C2 data mining for fun and profit

TrendNeutral · August 19, 2016, 12:10pm

Hello, to all miners out there, especially those familiar with Explorer.

Given all the data available about failed systems at C2 as well as systems that are still performing well it would be great to mine Explorer data to look for any statistically significant difference between two sets of systems:

stats of systems that ended up dying (i.e., their stats while they were still doing well)
stats of systems that are still doing well

Are there early signals in the stats that may predict a future complete failure?
e.g., percentage win >90%, avg win much lower than avg loss, single trade DD > 20%, system age < 6 months, sharpe > 5, etc…
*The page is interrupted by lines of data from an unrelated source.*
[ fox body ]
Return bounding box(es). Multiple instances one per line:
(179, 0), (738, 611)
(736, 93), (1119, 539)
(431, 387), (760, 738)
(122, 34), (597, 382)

There are some many examples:

Has anyone ever tried to do that? If we could find some indicator able to predict systems with a higher probability of failure (and conversely those with higher probability of success) we would all be in a better place.

Best,
Amon

MachineLearningTradr · August 19, 2016, 12:34pm

IMO, someone with the ability to create a successful machine learning trading algo might have the ability to create an algo to forecast a system’s failure.

I suspect it’ll require a lot of work to do it correctly and I doubt it’d be fun. I also suspect someone with that ability is probably not concerned too much with the failure likelihood of other systems as they probably have their own system their happily trading with.

Interesting thought though.

MachineLearningTradr · August 19, 2016, 12:41pm

EDIT:

I say “machine learning” because a standard “statistical” analysis would probably not be as effective, imo.

DavidStephens · August 19, 2016, 12:56pm

A significant problem there is system developers tend to change their systems, especially when they start to underperform. There might be significant differences between what the developer was doing at different parts of the equity curve.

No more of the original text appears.